Background and Purpose: The rapid pace of medical aid in dying (MAiD) policy change in the U.S., including the elimination of residency requirements in Vermont and Oregon, demands all who practice with those diagnosed with life-limiting illness understand how their own role and patient population may be affected. Previous studies have found that medical social workers in states where MAiD is illegal are nonetheless faced with inquiries from patients and families about MAiD. The purpose of this study was to discover and describe MAiD physician experiences. Physicians’ discussions of their own practice experiences and those of other bedside attendants (including social workers) yielded results highly relevant to medical social workers involved in clinical practice, policy advocacy, and research.

Methods: Data were collected using ethnographic methods including participant observation at a national MAiD conference, and narrative and semi-structured interviewing with (n=20) physicians practicing MAiD in jurisdictions across the U.S. where legal. Serial interviewing was used to triangulate data from participant observation, confirm or clarify findings from initial interviews and ask follow-up questions, resulting in a total of 38 physician interviews. Techniques from both the constant comparative method and thematic analysis were used to analyze interviews, field notes, and excerpts from conference presentations.

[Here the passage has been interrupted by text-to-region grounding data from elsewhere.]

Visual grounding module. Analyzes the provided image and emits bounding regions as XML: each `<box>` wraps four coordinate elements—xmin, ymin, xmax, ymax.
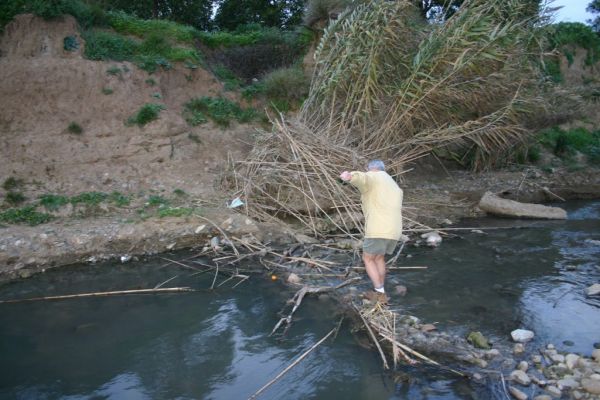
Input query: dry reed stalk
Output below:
<box><xmin>0</xmin><ymin>288</ymin><xmax>195</xmax><ymax>304</ymax></box>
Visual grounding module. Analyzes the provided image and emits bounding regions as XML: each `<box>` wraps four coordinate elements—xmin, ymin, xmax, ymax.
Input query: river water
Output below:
<box><xmin>0</xmin><ymin>201</ymin><xmax>599</xmax><ymax>399</ymax></box>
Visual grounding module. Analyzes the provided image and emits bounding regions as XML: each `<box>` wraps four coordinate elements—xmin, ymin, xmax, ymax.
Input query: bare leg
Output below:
<box><xmin>363</xmin><ymin>252</ymin><xmax>383</xmax><ymax>289</ymax></box>
<box><xmin>374</xmin><ymin>254</ymin><xmax>386</xmax><ymax>289</ymax></box>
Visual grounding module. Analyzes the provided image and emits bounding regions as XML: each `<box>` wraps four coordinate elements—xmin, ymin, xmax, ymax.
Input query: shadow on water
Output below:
<box><xmin>0</xmin><ymin>200</ymin><xmax>598</xmax><ymax>399</ymax></box>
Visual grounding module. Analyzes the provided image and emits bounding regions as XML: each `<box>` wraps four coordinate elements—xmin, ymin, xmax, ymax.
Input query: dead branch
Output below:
<box><xmin>0</xmin><ymin>287</ymin><xmax>195</xmax><ymax>304</ymax></box>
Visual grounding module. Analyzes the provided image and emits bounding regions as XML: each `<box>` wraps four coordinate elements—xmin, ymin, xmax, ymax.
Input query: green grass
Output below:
<box><xmin>2</xmin><ymin>177</ymin><xmax>23</xmax><ymax>191</ymax></box>
<box><xmin>543</xmin><ymin>58</ymin><xmax>562</xmax><ymax>83</ymax></box>
<box><xmin>102</xmin><ymin>87</ymin><xmax>113</xmax><ymax>95</ymax></box>
<box><xmin>68</xmin><ymin>122</ymin><xmax>83</xmax><ymax>134</ymax></box>
<box><xmin>538</xmin><ymin>127</ymin><xmax>600</xmax><ymax>164</ymax></box>
<box><xmin>108</xmin><ymin>10</ymin><xmax>196</xmax><ymax>43</ymax></box>
<box><xmin>147</xmin><ymin>195</ymin><xmax>169</xmax><ymax>207</ymax></box>
<box><xmin>183</xmin><ymin>97</ymin><xmax>258</xmax><ymax>127</ymax></box>
<box><xmin>106</xmin><ymin>65</ymin><xmax>123</xmax><ymax>75</ymax></box>
<box><xmin>145</xmin><ymin>78</ymin><xmax>156</xmax><ymax>86</ymax></box>
<box><xmin>39</xmin><ymin>194</ymin><xmax>69</xmax><ymax>211</ymax></box>
<box><xmin>157</xmin><ymin>206</ymin><xmax>195</xmax><ymax>218</ymax></box>
<box><xmin>5</xmin><ymin>191</ymin><xmax>26</xmax><ymax>205</ymax></box>
<box><xmin>173</xmin><ymin>188</ymin><xmax>186</xmax><ymax>196</ymax></box>
<box><xmin>85</xmin><ymin>31</ymin><xmax>136</xmax><ymax>62</ymax></box>
<box><xmin>0</xmin><ymin>206</ymin><xmax>53</xmax><ymax>226</ymax></box>
<box><xmin>109</xmin><ymin>191</ymin><xmax>130</xmax><ymax>207</ymax></box>
<box><xmin>213</xmin><ymin>65</ymin><xmax>242</xmax><ymax>91</ymax></box>
<box><xmin>127</xmin><ymin>103</ymin><xmax>165</xmax><ymax>126</ymax></box>
<box><xmin>70</xmin><ymin>191</ymin><xmax>108</xmax><ymax>205</ymax></box>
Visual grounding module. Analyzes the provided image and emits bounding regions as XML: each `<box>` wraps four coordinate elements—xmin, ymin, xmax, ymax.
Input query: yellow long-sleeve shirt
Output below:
<box><xmin>350</xmin><ymin>170</ymin><xmax>403</xmax><ymax>240</ymax></box>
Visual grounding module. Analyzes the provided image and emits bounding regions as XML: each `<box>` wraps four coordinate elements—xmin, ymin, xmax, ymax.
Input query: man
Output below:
<box><xmin>339</xmin><ymin>159</ymin><xmax>403</xmax><ymax>304</ymax></box>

Results: Three themes from the data are relevant to social work practice, policy advocacy, and research: 1) MAiD conversations, 2) hospice support, and 3) family needs during the death vigil. Reported MAiD conversations started at different points in disease trajectories; were initiated in diverse ways; and expressed shifting goals of care, family dynamics, ambivalence, fear, and loss. Hospice policies and staff support for MAiD patients ranged from “kicking them off” hospice to being at bedside for their planned death. Hospice staff may assist in assessing red flags (for MAiD complications); discussing quality of life, care goals, and disease progression; and providing support during and after death (bereavement follow-up). Psychosocial support during a planned MAiD death was described as integral. Interventions ranged from normalizing signs and symptoms to initiating life review. Clinical leadership suggested that the ability to “read the room” during the death vigil is key.

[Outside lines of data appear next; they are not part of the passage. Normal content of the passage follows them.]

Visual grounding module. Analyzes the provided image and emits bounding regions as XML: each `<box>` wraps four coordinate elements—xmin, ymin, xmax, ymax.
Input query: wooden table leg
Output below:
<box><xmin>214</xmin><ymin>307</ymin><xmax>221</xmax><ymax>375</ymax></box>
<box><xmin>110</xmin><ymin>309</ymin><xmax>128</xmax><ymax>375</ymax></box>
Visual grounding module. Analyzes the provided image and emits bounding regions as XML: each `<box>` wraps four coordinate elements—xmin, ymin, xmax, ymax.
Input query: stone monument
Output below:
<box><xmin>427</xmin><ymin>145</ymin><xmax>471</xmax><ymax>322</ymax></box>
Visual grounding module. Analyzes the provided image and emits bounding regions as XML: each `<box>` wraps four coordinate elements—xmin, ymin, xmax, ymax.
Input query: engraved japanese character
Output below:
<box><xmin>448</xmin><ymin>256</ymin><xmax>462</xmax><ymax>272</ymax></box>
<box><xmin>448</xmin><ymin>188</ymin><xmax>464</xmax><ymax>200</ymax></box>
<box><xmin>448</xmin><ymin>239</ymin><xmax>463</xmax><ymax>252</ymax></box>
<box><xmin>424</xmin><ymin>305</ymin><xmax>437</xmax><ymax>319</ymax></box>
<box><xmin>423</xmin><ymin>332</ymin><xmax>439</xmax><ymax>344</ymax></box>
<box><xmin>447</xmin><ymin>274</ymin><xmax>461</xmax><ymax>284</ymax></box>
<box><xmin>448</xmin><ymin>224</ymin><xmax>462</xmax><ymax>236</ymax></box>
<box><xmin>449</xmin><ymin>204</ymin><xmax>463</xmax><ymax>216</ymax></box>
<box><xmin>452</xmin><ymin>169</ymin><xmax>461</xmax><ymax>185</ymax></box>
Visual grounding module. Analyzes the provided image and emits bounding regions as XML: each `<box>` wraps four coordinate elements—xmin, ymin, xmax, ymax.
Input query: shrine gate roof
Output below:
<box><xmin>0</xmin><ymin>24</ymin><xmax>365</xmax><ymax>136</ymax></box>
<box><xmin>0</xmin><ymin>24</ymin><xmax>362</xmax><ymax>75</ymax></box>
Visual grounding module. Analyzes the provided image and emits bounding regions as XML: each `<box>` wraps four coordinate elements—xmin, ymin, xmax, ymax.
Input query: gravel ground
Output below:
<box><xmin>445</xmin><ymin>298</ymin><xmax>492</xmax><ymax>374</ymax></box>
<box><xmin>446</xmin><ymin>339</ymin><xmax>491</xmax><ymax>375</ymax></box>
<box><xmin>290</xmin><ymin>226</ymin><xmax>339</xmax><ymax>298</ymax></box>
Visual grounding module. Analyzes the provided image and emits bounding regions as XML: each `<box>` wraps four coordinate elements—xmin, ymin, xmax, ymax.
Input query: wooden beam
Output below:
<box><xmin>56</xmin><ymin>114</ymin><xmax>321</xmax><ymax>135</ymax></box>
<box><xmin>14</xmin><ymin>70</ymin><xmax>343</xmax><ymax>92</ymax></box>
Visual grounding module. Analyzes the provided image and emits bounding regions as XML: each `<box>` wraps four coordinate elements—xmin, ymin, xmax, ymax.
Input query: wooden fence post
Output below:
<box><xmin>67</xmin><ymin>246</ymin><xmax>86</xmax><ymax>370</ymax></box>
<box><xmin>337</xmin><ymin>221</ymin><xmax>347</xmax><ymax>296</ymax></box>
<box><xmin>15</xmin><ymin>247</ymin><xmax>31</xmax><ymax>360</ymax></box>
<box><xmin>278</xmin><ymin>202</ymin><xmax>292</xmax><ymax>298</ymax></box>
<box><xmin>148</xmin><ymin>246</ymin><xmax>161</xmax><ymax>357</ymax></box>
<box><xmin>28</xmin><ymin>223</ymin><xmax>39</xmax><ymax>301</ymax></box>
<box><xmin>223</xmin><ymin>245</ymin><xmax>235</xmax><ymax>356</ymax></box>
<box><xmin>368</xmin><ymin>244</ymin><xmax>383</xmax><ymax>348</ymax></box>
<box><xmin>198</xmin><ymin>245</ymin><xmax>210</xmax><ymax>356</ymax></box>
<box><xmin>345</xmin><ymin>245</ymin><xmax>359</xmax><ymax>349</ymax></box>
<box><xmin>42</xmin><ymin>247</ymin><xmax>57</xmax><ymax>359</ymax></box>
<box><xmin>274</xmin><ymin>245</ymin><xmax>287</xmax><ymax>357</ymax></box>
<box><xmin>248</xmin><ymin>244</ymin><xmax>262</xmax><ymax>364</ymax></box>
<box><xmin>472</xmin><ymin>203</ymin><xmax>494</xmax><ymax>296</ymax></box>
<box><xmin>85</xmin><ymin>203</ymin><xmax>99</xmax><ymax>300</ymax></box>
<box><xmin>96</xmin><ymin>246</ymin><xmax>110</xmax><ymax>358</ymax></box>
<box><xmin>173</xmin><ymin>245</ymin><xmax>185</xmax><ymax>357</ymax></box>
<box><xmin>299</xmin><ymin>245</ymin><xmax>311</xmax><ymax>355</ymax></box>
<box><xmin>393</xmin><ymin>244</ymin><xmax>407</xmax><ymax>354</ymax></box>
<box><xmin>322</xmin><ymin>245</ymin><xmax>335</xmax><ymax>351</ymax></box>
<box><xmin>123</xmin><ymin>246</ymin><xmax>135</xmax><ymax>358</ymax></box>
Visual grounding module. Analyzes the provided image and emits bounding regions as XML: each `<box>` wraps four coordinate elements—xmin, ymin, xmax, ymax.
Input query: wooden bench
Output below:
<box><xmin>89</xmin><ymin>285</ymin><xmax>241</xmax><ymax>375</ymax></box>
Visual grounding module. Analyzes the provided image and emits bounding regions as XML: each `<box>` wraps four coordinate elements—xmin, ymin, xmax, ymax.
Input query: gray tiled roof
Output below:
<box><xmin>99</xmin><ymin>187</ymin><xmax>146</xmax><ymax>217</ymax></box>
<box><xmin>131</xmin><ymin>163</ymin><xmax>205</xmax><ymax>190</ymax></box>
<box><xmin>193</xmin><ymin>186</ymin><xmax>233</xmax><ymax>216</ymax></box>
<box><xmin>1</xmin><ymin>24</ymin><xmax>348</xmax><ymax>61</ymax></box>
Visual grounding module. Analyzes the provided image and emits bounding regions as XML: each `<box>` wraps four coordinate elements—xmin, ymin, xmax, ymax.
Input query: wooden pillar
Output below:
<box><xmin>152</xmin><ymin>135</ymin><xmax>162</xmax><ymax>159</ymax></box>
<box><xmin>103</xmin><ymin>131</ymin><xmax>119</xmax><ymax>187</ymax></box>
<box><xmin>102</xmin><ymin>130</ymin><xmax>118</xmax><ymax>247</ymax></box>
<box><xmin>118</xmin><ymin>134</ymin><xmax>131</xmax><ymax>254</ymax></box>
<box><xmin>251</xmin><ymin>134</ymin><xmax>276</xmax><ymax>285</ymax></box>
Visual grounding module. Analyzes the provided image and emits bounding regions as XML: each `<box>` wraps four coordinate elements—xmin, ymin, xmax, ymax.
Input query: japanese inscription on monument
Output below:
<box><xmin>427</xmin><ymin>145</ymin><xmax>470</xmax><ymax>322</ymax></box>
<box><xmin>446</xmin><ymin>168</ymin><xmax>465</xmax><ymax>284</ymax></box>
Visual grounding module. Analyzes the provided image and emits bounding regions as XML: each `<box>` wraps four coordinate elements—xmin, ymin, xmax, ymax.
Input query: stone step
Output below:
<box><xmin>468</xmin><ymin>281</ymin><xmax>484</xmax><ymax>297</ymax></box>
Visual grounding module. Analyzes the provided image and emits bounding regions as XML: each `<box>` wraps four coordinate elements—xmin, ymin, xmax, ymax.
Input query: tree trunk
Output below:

Conclusions and Implications: MAiD physician reports and clinical training/conference materials indicated that MAiD patient-family conversations include psychosocial elements frequently addressed by medical social workers, especially in hospice and palliative care. Given MAiD’s expanding availability and potential hospice support roles, social workers should advocate for open policy discussions in their organizations, or at local and state levels. Social workers must be knowledgeable about organizational and state policies when developing their approach to handling MAiD discussions. Other factors such as practice setting, location, and disease process may impact patient-family needs and capacities for intervention. Finally, MAiD provides a unique setting in which to understand death vigil/active dying interventions. Support reported during the death vigil (after MAiD ingestion) points to a need for hospice/palliative social work presence at planned deaths. Future social work research should address social work perspectives of MAiD conversations, family needs during and after the death vigil, and the role for psychosocial intervention.